Se il regalo è un’anatra, il consiglio è: 

Che l’anatra te la servano intera: ma bontà sopraffina

sono solo il petto e la testa. Il resto rimandalo al cuoco. (52)

Anche un dono povero come le rape può diventare prezioso ricordando che Romolo, il primo re di Roma, abituato a vivere in modo frugale, era solito consumare quei prodotti della terra di così poco pregio, tanto da continuare a divorarli anche nell’aldilà:

Queste rape che ti diamo, maturate nell’invernale gelo,

sono quelle che Romolo si mangia lassù in cielo. (16)

Gradito invece doveva essere il fegato d’oca, una vera leccornia per i romani, ottenuto tenendo le oche in uno spazio ristretto e al buio per farle ingrassare, nutrendole con fichi dall’alto contenuto di zucchero per ottenere lo stesso scopo. Il fegato si ingrossava e ed era chiamato iecur ficatum, fegato ficato (ingrassato mangiando i fichi):

Com’è grosso questo fegato, più grosso della grossa oca!

Dirai stupito: «Ma questo fegato, dove mai è cresciuto?» (58)

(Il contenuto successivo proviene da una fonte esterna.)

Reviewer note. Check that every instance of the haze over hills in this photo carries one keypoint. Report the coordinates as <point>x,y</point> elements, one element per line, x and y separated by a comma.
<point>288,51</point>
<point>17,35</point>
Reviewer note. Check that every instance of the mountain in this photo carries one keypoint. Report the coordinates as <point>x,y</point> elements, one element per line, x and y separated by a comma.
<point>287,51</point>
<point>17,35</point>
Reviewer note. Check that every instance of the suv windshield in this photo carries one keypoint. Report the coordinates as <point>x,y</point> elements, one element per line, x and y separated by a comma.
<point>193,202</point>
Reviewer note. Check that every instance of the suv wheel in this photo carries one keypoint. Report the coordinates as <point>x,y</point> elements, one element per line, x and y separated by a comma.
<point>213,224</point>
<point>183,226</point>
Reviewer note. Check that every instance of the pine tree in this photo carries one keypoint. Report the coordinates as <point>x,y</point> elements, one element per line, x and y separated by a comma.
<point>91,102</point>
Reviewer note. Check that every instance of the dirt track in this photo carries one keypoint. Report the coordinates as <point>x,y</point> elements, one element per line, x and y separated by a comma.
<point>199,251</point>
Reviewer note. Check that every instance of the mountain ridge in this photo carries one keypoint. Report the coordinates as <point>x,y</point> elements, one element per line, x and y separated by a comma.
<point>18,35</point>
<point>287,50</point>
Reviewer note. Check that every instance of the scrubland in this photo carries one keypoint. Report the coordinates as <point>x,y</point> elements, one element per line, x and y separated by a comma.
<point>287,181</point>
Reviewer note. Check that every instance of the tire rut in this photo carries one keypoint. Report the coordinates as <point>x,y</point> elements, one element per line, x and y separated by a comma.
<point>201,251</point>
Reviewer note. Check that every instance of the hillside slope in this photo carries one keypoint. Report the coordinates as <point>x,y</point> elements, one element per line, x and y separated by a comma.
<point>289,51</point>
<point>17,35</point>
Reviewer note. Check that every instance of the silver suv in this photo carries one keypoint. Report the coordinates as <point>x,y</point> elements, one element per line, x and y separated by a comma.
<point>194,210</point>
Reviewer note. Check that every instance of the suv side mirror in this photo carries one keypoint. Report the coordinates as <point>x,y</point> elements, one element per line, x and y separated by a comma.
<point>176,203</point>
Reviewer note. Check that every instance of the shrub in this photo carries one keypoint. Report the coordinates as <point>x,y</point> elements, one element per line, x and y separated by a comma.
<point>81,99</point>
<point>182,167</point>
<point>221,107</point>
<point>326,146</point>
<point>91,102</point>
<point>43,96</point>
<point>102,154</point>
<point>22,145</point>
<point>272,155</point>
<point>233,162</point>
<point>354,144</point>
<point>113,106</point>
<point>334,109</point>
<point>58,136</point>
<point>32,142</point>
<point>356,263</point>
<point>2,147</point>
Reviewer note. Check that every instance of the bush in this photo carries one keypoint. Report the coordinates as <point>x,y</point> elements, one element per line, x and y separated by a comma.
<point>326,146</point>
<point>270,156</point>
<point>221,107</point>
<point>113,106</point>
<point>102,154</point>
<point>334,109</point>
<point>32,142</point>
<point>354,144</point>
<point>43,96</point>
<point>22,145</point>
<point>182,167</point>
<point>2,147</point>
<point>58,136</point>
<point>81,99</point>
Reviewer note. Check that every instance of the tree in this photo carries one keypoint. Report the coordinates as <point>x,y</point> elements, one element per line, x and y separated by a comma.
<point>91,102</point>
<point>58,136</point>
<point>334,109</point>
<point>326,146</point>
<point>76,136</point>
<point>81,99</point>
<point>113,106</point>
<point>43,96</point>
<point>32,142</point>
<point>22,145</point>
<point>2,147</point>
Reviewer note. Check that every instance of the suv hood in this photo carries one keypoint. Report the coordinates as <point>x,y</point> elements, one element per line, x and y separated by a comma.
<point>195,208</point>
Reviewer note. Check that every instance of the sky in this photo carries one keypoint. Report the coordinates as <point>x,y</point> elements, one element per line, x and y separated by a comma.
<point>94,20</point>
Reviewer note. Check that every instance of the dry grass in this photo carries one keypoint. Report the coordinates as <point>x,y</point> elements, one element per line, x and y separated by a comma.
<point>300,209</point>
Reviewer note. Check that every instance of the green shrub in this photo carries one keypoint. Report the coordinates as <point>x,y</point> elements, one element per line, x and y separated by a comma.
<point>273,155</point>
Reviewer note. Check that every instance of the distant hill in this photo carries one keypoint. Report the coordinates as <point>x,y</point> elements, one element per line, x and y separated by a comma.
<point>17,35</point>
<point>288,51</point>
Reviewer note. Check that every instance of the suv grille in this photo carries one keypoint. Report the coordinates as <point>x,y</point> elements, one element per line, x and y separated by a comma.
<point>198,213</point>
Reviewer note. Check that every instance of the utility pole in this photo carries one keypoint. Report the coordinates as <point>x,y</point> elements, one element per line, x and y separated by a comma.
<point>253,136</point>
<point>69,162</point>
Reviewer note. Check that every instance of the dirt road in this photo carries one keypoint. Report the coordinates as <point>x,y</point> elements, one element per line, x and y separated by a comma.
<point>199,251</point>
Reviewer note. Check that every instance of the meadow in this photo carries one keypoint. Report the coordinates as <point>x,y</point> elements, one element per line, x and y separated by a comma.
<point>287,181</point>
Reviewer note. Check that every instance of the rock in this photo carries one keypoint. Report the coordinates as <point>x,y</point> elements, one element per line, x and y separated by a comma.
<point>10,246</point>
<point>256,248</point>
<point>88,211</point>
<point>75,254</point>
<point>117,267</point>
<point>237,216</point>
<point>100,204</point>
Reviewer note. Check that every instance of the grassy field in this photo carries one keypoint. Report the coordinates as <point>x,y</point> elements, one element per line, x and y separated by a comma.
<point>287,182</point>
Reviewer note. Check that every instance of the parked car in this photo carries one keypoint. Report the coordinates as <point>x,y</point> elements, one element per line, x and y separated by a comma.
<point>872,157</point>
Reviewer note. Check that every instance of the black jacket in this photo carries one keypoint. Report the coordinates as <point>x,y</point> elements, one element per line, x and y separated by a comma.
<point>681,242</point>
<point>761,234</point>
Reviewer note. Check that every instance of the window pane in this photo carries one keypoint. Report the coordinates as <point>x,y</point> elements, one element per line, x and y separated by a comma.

A partire dall’età di Augusto l’alimentazione romana si sta raffinando: iniziano a comparire cultura del cibo, abbondanza di spezie e piacere dei sapori. Sulle tavole dei ricchi sono serviti anche fenicotteri, cicogne, colombi, cigni, gru, pavoni, pappagalli, ghiri, tettine e uteri di scrofa farciti. 

Ne è testimonianza Apicio (14-37 d.C.), un patrizio gaudente e buongustaio, appassionato di particolarità gastronomiche, noto per un ricettario pervenuto non nella struttura originaria, dal quale si deducono le sue predilezioni per la selvaggina e gli animali esotici. Tutti questi animali nuovi per la cucina romana, e quelli più comuni, erano offerti in dono e Marziale li fa personaggi dei suoi versi: i Fenicotteri danno spiegazione dell’origine del loro nome: fenicottero significa, in greco, “dalle ali color della porpora” La lingua era la parte più pregiata ma la battuta del poeta la immagina viva in grado di poter rivelare quanto ha udito: 

Le mie penne rosse mi danno il nome, ma la mia lingua

piace ai golosi. E se la mia lingua sapesse parlare? (71)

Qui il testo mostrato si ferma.